Saturday, April 30, 2011

Paid searches (or how Google keeps us from curing cancer)?

Josh Hadro
Josh Hadro had a great blog post yesterday entitled "How Much Would You Pay to Search for the Royal Wedding Guest List?" This sparked what was going to be a little comment, but turned into a small rant. I'm not even sure if I believe myself 100%, or agree with myself 100% might be more accurate, but I do know that I definitely feel this way and it makes sense on the surface.

First, isn't paying for search exactly what libraries used to offer patrons- you know, back before the ubiquity of home internet? People were willing to pay for it then, but few, and they dropped it pretty quickly as soon as a free competitor was out there. As it is, people typically refuse to go get something that’s behind a pay-wall unless it’s the only option or they’re already going to subscribe anyway.Does the NYT really think it's all that different?
Why would search be any different? Unless Google (or some other company, to be fair) has some type of proprietary control over a subject and all related information, free searches will never disappear.
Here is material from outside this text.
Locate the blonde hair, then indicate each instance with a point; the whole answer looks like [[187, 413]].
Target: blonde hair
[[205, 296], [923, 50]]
Someone will always do it a little cheaper, with a few more ads, etc.

Second, did they quantify the tangential information gleaned during a physical book search- such as finding out a fact that was only slightly related at the time but added to the searchers' overall knowledge with a potential to use later? THIS, I believe, is the benefit of a less direct search. I found this online, what cool logos would I have found if I had to actually search with my brain and time?
It's the accidental discovery that we are losing- and it will hurt in the long run. These discoveries change the course of research. They change conclusions we draw. This is why library co-location vs. bookstore grouping makes more sense to me too, from a “for the good of man” kind of way. Do you get that with a targeted search? This is missing, especially if you’re really good at searching. The better search engines get at brining you back what you really want to see, the less there will be this cross pollination of information. I am sad about this.

Unfortunately, this is almost impossible to quantify. When you could it would have to be retrospective and anecdotal, so the data wouldn’t allow you to draw any quality conclusions anyway.